Tarin’s SolarCheck system uses a different, thermal lock-in approach to find very small defects on solar panels at high speeds. The solar panels are either optically or electrically excited, causing the active areas to generate a faint optical signal as well as a thermal signal. “In addition to performing an emission analysis, where we excite the cell and measure the inherent near infrared emission between 0.9 and 1.7 microns, we can also perform a shunt detection using a thermal camera with a detector that is sensitive either in the midwave IR (MWIR) region from 3µm to 5µm or in the longwave IR (LWIR) region from 8µm to 14µm. Rather than using a silicon camera without a NIR filter, we use an InGaAs detector with higher sensitivity in the NIR. Our system can perform lock-in measurements independent of the camera connected to it. Using a Lock-in technique enables our system to extract signals below the noise floor of the camera. The concept is based on the random distribution of noise combined with a known excitation signal with respect to its frequency and phase relation. A very steep band pass filter matched to the frequency of the excitation signal assures that the system only amplifies signals matching that frequency, therefore cancelling out noise. A fast-Fourier Transform then extracts phase and amplitude information from the signal. The larger the phase shift, the more contrast we assign to the pixel. Mapping the pixel-by-pixel generated phase information to the amplitude image allows the spatial location of defects, such as shunts.”
Solar cell inspection specialists, Dark Field Technologies, are in the process of patenting another approach that reportedly yields pixel imaging up to 20x of the sensors optical resolution.
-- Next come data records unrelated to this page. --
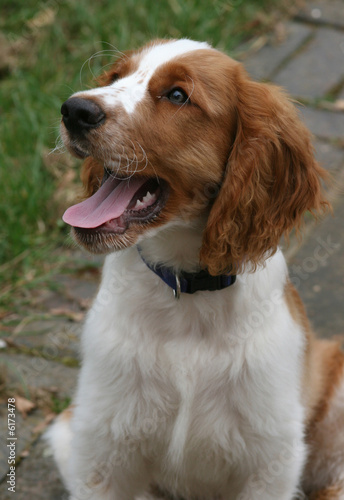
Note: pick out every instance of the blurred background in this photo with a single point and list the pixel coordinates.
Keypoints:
(50, 49)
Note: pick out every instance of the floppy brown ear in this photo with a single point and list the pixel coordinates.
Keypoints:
(271, 180)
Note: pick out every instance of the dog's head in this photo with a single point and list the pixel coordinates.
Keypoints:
(177, 130)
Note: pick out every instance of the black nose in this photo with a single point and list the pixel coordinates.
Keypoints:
(81, 115)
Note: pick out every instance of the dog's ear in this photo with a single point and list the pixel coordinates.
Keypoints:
(271, 180)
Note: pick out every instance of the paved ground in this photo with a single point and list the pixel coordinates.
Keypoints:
(306, 56)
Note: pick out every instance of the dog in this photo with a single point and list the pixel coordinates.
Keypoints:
(201, 377)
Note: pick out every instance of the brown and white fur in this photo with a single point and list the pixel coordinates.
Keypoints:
(220, 394)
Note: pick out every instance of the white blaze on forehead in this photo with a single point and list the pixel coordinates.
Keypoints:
(131, 90)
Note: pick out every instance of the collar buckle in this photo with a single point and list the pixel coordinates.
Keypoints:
(177, 290)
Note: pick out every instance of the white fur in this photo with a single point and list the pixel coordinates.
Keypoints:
(131, 90)
(200, 395)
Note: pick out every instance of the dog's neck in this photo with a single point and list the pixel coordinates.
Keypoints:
(176, 246)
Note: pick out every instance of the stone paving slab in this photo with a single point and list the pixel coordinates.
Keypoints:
(23, 374)
(330, 157)
(323, 12)
(328, 125)
(264, 63)
(37, 478)
(24, 435)
(317, 270)
(317, 69)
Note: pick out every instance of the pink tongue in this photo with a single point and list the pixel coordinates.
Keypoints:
(109, 202)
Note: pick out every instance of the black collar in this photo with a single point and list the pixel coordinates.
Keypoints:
(184, 282)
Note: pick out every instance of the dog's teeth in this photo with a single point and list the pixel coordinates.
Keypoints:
(139, 204)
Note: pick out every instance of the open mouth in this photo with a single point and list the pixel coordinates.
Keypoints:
(118, 203)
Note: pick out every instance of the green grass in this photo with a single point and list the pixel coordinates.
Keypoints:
(45, 47)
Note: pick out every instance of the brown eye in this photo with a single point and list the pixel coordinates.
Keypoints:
(114, 77)
(177, 96)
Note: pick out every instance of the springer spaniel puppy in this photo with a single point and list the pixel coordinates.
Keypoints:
(200, 371)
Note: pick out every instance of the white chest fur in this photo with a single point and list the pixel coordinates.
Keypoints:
(207, 386)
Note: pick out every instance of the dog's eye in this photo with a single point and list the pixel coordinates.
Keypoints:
(177, 96)
(114, 77)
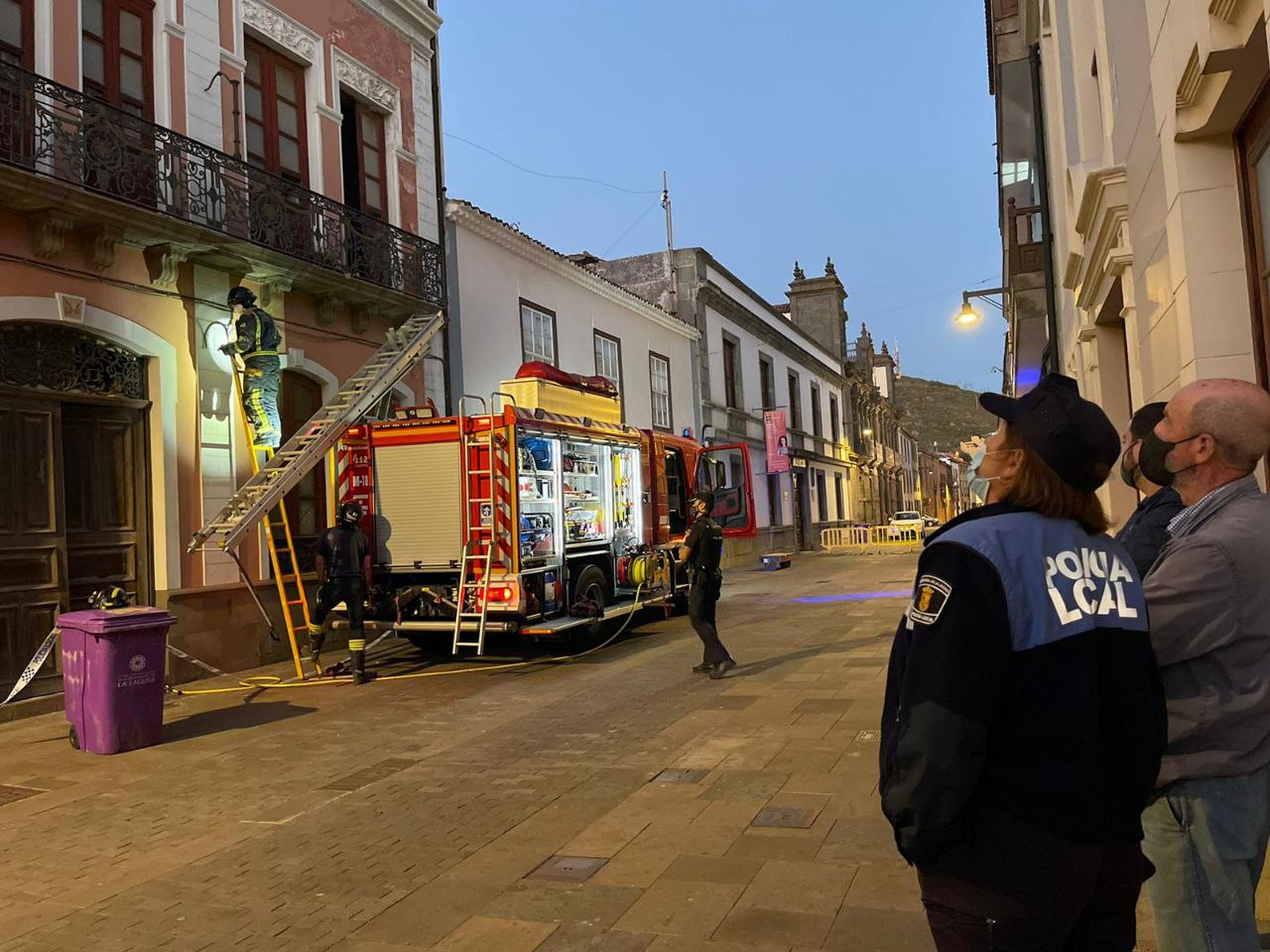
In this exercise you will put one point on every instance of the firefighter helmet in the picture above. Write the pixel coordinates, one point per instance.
(109, 597)
(349, 513)
(240, 296)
Dark Field Technologies focuses on thin-film solar cell inspection. The new system, called Solid State Scanning, uses a combination of white light and coherent light in a dark field imaging system, which means the optical illumination is off axis and does not normally reflect directly back to the camera.
“Fundamentally, it’s creating well-defined illumination and measuring how much scatter we get around the core,” explains Timothy Potts, President of Dark Field Technologies. “Defects, such as scratches, scatter light. The new system, which uses a DALSA Piranha2, 8k pixel line scan cameras has a unique dark field optical configuration that is self-aligning, and can detect defects down to a few microns regardless of panel warpage or vibration at speeds of 30 meters per minute. No one believes it, until they see it. And then they all buy it.”
As Dark Field, SolarCheck and other systems clearly illustrate, a great strength of machine vision is its flexibility to adapt to changing manufacturing processes and demands while using any and all optical methods available. While machine vision will never take the place of an offline Mitutoyo CMM system for accuracy and spatial resolution; working together, machine vision and quality control departments allow manufacturers to continually push the envelop of their product designs while keeping a close eye on yields and the bottom line.